Juan 20.29 “Jesús le dijo: Porque me has visto, Tomás, creíste; bienaventurados los que no vieron, y creyeron”. Amén.
¿Qué
crees que pasa por la mente de los corredores de una maratón? Es normal que consideren con cuidado los desafíos del recorrido,
y planifiquen la mejor manera de enfrentarlos.
El hecho
de solo concentrarse en la dificultad de la carrera podría hacerles fallar.

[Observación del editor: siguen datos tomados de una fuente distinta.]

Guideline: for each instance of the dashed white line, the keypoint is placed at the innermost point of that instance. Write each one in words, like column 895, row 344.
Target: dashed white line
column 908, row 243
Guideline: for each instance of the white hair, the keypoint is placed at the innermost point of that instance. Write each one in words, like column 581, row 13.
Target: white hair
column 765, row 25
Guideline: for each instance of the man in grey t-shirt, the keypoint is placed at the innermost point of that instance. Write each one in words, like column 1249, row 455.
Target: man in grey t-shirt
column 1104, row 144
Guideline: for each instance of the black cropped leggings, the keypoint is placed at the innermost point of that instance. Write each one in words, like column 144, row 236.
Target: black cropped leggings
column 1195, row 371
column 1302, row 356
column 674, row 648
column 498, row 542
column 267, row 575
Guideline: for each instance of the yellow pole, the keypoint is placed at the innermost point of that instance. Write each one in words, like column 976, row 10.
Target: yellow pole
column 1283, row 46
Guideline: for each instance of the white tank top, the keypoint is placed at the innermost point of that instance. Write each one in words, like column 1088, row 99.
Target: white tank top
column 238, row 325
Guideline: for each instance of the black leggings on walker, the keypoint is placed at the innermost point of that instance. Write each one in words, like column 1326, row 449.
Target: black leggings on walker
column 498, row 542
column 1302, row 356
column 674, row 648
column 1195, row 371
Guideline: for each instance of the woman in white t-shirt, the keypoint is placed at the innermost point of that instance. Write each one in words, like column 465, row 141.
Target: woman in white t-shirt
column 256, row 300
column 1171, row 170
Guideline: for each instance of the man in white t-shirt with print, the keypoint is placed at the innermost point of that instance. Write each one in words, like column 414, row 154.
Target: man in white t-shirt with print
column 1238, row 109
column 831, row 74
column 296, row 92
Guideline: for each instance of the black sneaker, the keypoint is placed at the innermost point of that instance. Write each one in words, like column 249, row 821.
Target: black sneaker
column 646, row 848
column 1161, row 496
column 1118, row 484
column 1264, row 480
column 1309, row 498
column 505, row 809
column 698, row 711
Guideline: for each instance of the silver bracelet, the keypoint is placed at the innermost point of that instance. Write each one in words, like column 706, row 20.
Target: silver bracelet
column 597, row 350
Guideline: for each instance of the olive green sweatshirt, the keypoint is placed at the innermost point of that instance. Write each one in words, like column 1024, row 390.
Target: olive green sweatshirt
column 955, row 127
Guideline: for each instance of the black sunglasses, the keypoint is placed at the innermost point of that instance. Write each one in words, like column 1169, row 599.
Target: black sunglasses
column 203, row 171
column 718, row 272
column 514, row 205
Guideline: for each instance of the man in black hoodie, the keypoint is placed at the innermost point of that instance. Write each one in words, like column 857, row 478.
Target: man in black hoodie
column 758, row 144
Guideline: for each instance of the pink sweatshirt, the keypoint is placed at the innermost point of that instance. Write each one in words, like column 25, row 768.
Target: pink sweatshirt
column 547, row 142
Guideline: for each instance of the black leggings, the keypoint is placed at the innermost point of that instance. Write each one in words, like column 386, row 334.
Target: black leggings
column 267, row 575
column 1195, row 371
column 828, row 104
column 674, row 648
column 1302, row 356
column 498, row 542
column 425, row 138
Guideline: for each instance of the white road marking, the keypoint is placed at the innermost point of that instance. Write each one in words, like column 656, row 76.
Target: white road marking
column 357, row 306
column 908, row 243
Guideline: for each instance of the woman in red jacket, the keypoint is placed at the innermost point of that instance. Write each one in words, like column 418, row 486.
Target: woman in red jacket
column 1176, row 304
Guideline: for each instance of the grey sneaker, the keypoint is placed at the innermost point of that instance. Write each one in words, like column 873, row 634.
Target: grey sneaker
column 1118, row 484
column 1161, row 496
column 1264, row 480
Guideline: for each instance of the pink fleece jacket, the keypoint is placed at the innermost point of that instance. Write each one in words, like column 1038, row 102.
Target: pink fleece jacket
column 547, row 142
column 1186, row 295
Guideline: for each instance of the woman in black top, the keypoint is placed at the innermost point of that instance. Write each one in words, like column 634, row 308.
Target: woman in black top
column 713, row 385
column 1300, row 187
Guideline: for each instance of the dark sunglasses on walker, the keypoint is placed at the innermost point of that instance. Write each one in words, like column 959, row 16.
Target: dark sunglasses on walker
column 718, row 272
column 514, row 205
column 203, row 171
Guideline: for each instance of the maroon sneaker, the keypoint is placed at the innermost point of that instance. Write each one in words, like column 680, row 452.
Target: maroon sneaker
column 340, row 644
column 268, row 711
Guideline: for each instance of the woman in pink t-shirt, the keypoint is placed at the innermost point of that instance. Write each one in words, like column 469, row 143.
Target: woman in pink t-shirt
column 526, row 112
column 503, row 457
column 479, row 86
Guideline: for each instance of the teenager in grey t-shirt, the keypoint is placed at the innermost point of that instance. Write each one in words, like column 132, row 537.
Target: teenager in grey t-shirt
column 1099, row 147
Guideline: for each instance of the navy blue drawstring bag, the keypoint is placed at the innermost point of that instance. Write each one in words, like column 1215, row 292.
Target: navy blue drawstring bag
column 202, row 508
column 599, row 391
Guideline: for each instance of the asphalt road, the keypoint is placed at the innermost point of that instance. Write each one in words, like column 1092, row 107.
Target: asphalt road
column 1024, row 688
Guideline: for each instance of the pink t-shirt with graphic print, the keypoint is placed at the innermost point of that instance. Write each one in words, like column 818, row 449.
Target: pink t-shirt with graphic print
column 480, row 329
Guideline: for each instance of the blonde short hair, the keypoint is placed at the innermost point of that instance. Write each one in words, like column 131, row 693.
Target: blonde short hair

Por lo que también deben imaginarse cruzando la línea de la meta.
En la
vida, es sabio mantener un patrón similar. Como una maratón, la vida
de fe es una tarea enorme, y muchos cristianos se detienen por miedo,
por las barreras que se pudieran presentar, y por no saber cómo
empezar, tampoco como seguir. NO permitamos que eso nos frene.
Es bueno
identificar nuestras limitaciones, no solo
para saberlas, sino para ponerlas en las manos del Señor, quien ha
prometido estar con nosotros “hasta el fin del mundo” (Mt.28.20).
Porque Cristo nos dejó dicho: lo
que es imposible para el hombre es posible para Dios (Lc.18.27).
Al entender
que no tenemos nada que temer, se nos hará más fácil aceptar nuestra
misión y la dirección de Dios, -en la maratón, como en nuestra vida de
cristianos.
Feliz día.
El Señor te ilumine, te acompañe y te bendiga*.